Description & Requirements
Are you passionate about building high-performance systems that are fast, resilient, and operate at global scale? Join Bloomberg’s Application Middleware SRE team, where you’ll combine software engineering and systems expertise to keep the backbone of the Bloomberg Terminal running smoothly for hundreds of thousands of users around the world.We’re not your typical SRE team. We’re embedded in a group that powers real-time connectivity, and we own systems where uptime isn't just important—it’s essential to the global financial system. This is your opportunity to engineer resilience at scale, automate critical infrastructure, and shape reliability practices across one of the world’s most powerful tech platforms.
The Team
We’re the Site Reliability Engineering team within Bloomberg’s Application Middleware group. Our mission: ensure that Bloomberg’s core connectivity and messaging layers are resilient, scalable, and fully observable.
We own systems that operate at high throughput and low latency, including:
- Gateways: Secure, high-performance TCP/SSL entry points to our data centers
- HFN & NSTP: A global HTTP CDN and SOCKS5 proxy network delivering fast access from any geography
- Playlist Services: Dynamic path configuration systems optimizing user connectivity in real-time
- PGM Relays: Infrastructure for reliable multicast data delivery
What You’ll Do
- Build production-grade software that powers Bloomberg’s global infrastructure
- Design and implement scalable, fault-tolerant systems with a focus on observability, performance, and automation
- Collaborate across engineering teams to introduce automated, self-service operational workflows
- Conduct deep systems analysis and root cause investigations for complex, distributed systems
- Propose and prototype innovative approaches to reliability and risk mitigation
- Contribute to design docs, runbooks, and post-incident reviews—clear communication is part of the job
- A degree in Computer Science, Engineering, Mathematics, or equivalent practical experience
- Strong software engineering skills in any high-level language (we mainly use Python and C++)
- A deep understanding of software system reliability and risk management—including how to identify potential points of failure and design mitigation strategies.
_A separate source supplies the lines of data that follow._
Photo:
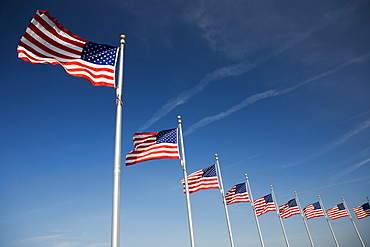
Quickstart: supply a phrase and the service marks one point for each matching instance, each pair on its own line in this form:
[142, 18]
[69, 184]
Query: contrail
[267, 94]
[351, 169]
[218, 74]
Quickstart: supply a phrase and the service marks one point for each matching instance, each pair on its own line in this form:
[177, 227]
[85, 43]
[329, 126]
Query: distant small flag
[264, 204]
[337, 212]
[202, 180]
[313, 210]
[238, 193]
[47, 41]
[362, 211]
[154, 145]
[289, 209]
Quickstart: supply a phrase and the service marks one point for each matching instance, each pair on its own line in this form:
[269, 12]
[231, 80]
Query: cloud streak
[267, 94]
[351, 169]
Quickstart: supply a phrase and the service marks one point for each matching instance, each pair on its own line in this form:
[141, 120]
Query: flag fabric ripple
[337, 212]
[263, 205]
[238, 193]
[289, 209]
[362, 211]
[154, 145]
[313, 210]
[202, 180]
[47, 41]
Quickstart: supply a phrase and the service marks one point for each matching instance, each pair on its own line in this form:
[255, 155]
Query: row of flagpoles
[164, 144]
[47, 41]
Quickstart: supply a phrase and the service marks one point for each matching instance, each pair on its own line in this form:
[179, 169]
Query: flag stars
[99, 54]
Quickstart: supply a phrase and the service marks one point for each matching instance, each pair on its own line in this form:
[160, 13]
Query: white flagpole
[254, 211]
[353, 222]
[278, 213]
[115, 237]
[183, 164]
[224, 201]
[327, 219]
[303, 218]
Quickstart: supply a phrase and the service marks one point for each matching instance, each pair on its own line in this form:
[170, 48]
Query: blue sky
[279, 90]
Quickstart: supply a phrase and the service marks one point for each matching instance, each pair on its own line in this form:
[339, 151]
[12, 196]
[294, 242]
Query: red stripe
[29, 57]
[55, 33]
[52, 41]
[52, 53]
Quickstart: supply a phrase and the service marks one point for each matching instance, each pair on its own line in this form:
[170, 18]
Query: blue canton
[167, 136]
[209, 171]
[268, 198]
[240, 188]
[99, 54]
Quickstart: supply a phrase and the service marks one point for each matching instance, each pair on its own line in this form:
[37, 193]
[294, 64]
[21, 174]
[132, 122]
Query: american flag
[263, 205]
[238, 193]
[202, 180]
[337, 212]
[47, 41]
[313, 210]
[362, 211]
[154, 145]
[289, 209]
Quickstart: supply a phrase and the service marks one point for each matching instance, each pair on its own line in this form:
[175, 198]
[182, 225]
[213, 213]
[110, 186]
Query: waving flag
[289, 209]
[362, 211]
[202, 180]
[238, 193]
[264, 204]
[313, 210]
[154, 145]
[337, 212]
[47, 41]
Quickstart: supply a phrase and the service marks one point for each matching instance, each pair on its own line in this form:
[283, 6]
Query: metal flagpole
[278, 213]
[303, 218]
[183, 164]
[254, 211]
[327, 219]
[353, 222]
[224, 201]
[115, 237]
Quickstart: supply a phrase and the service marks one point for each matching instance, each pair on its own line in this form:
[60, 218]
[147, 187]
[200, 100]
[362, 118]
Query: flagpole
[224, 201]
[278, 213]
[353, 222]
[327, 219]
[303, 218]
[254, 211]
[183, 164]
[115, 237]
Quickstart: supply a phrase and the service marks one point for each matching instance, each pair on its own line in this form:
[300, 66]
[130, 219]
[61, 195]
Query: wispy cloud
[351, 169]
[335, 184]
[267, 94]
[363, 126]
[34, 240]
[218, 74]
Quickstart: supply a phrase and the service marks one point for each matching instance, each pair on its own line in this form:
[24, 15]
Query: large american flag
[337, 212]
[264, 204]
[362, 211]
[289, 209]
[238, 193]
[47, 41]
[202, 180]
[313, 210]
[154, 145]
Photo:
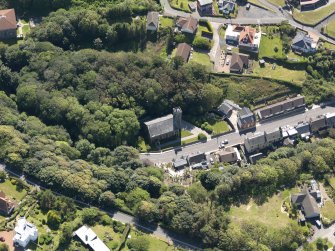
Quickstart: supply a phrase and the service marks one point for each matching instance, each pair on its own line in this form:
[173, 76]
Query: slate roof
[160, 126]
[183, 50]
[303, 41]
[205, 2]
[238, 61]
[307, 202]
[245, 116]
[7, 19]
[247, 35]
[153, 19]
[187, 23]
[225, 108]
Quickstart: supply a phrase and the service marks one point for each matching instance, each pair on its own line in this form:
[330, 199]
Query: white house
[89, 238]
[24, 233]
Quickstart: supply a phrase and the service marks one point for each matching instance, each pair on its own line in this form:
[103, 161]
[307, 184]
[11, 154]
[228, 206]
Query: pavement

- A good understanding of data structures, algorithms, and system design
- Experience navigating and improving large, distributed codebases
- An ability to identify system risks and engineer around points of failure
- Clear written and verbal communication, including technical documentation and incident analysis
We are building a team with a breadth of expertise and value depth in any of the following areas:
- Systems Knowledge: A strong grasp of operating systems, fundamental networking protocols (TCP, UDP, multicast), or core database concepts as they apply to modern infrastructure.
- Cluster Management: Experience with deployments, staging, and configuration management. Direct experience with Argo and/or Kubernetes or other Pipeline Management Platforms is a significant advantage.
- Machine Management at Scale: Experience with capacity planning and automating the lifecycle of large machine fleets.
- System Observability and Monitoring: Deep understanding of SLIs/SLOs/SLAs, alerting, and building dashboards for complex systems.
- Reliability in Distributed Systems: Knowledge of fault tolerance and the unique challenges of network and node failure in distributed environments.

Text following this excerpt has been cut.